Composer Bruno Liberda sets up complex systems of silent analog feedback loops and communicating between Kyma and analog electronics through voice and an Obi-gong in his new work, Buddha cannot sit quietly anymore, premiered at 21h on 4 March at Elektro Gönner Mariahilfer Straße 101/1060 in Vienna. In analog electronics, exploring resonance phenomena, self-oscillation, over-driven filters can fling us either into the abyss, or into Seventh Heaven, depending on tiny variations in initial conditions and control signals. However, with Kyma in the cockpit, one gains (intuitive) control over this supersonic flight. In Buddha… there are in fact no sound-producing sources in the analog domain, but only a whispering speculation: what happens if some feedback loops are short-circuited through the winding paths and controlled from Kyma?

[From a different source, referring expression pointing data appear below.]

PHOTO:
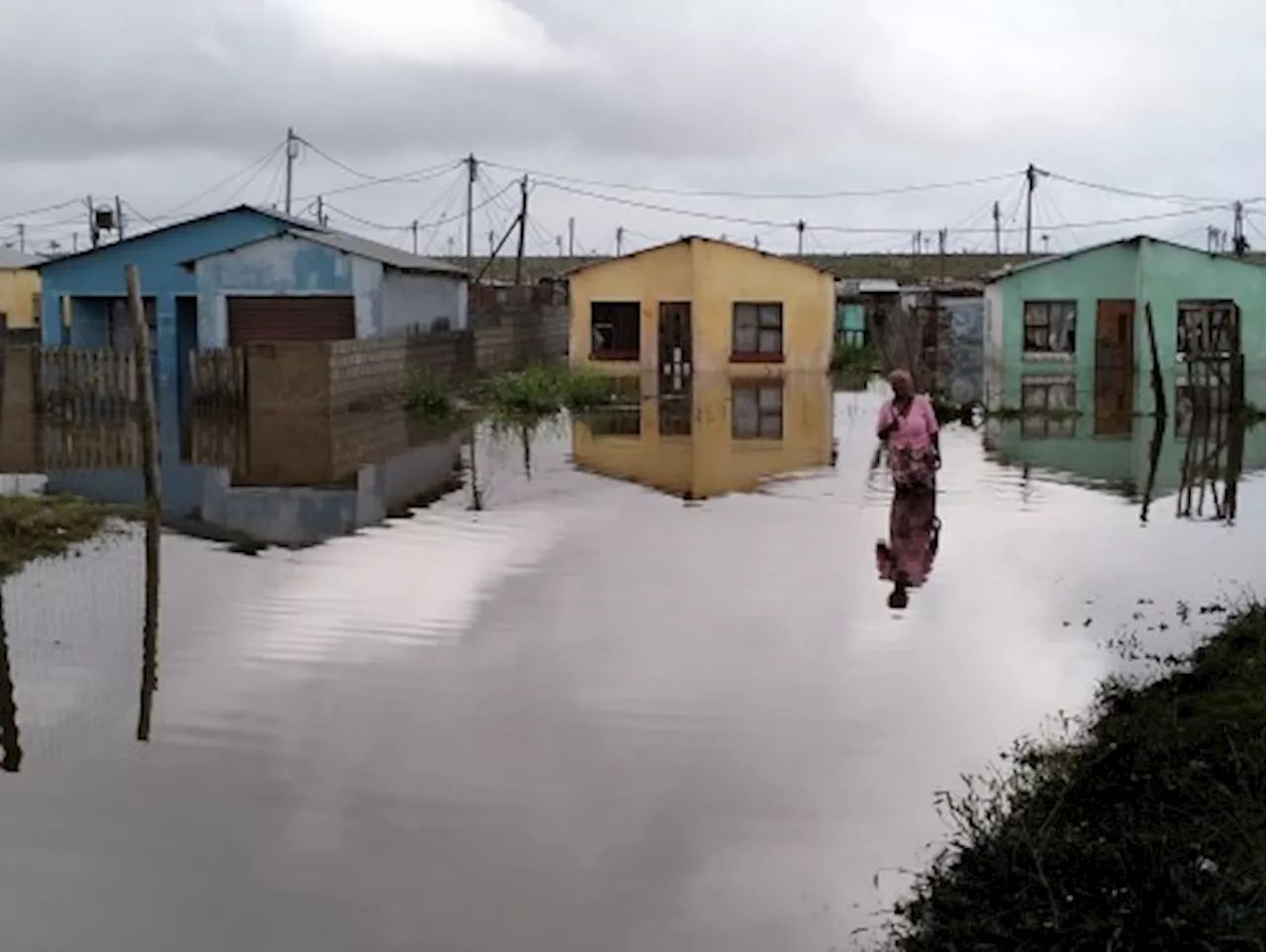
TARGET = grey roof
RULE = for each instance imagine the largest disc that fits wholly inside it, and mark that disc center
(257, 209)
(349, 244)
(374, 250)
(13, 259)
(1135, 239)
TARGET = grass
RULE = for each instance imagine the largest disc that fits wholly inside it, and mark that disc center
(858, 361)
(1144, 829)
(44, 526)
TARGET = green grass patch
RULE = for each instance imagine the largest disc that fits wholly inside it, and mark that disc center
(1145, 828)
(44, 526)
(543, 391)
(850, 359)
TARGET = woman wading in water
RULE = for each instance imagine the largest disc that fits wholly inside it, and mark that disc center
(908, 427)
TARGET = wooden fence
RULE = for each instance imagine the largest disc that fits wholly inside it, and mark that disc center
(218, 379)
(86, 381)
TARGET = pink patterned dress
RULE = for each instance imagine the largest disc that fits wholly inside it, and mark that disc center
(913, 457)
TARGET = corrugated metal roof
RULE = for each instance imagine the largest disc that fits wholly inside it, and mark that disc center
(13, 259)
(374, 250)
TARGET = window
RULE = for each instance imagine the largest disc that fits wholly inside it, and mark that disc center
(1048, 406)
(756, 411)
(1208, 330)
(1050, 328)
(758, 332)
(616, 331)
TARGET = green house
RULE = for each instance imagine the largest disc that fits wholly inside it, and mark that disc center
(1071, 333)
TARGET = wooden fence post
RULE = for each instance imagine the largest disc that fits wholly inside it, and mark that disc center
(153, 497)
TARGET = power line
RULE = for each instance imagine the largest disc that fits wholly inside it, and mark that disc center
(41, 210)
(1135, 194)
(257, 164)
(772, 196)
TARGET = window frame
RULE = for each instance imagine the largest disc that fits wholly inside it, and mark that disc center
(1207, 308)
(758, 356)
(756, 388)
(615, 353)
(1048, 353)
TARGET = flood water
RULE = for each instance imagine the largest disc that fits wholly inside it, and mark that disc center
(633, 684)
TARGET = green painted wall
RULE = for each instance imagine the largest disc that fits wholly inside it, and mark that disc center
(1098, 275)
(1148, 272)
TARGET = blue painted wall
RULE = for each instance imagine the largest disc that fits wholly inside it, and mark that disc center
(158, 256)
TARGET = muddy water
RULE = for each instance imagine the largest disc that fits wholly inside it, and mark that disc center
(589, 714)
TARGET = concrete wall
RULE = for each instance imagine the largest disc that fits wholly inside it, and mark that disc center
(710, 461)
(1152, 272)
(412, 300)
(18, 290)
(713, 277)
(158, 256)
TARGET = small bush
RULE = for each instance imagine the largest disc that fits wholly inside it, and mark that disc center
(847, 358)
(426, 398)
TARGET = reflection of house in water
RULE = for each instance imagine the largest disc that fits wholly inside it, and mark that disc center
(1198, 454)
(266, 479)
(719, 434)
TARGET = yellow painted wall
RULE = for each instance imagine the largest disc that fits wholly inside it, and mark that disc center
(725, 273)
(711, 462)
(713, 276)
(18, 290)
(650, 277)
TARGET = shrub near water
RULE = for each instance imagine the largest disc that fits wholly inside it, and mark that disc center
(1149, 830)
(40, 526)
(429, 398)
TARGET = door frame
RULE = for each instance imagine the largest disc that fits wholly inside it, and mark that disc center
(674, 366)
(1113, 379)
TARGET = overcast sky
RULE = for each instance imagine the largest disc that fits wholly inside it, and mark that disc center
(158, 101)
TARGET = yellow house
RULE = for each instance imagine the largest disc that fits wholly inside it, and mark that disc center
(701, 307)
(19, 291)
(719, 434)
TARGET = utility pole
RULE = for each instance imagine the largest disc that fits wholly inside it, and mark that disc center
(524, 228)
(1030, 184)
(290, 164)
(471, 172)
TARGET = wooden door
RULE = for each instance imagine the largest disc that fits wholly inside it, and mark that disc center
(1116, 367)
(674, 343)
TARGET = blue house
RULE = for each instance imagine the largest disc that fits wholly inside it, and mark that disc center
(84, 294)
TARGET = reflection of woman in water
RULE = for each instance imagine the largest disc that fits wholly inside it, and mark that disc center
(909, 428)
(914, 534)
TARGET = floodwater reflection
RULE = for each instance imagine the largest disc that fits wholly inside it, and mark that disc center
(714, 435)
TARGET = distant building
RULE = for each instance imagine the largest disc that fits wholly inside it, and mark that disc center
(19, 294)
(1071, 333)
(307, 284)
(701, 305)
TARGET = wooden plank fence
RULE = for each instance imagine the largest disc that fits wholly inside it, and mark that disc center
(86, 381)
(218, 379)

In the last few days, a rapidly aged circuit diagram illustrates the main issue: a 4-pole resonant filter, whose input is fed by analog delay.  As the latter needs some material to delay, it is fed by the resonant filter itself.  In order to avoid a simple short-circuit, the delay travels through a bit- and sample-shredder, before getting injected back into its own feedbackloop…. So the dance is not simple short-circuits; it is the feedback of the delay, sharpening the edges of the filter cutoff, losing a few bits, changing the sample rate. This in turn has interesting implications for the input of the resonant filter, and a complex dance is set in motion; the dance leads to new vibrations, more or less under the composer’s reins.
In Liberda’s new work, it’s not just that Buddha cannot sit quietly anymore; he is sitting on a powder keg!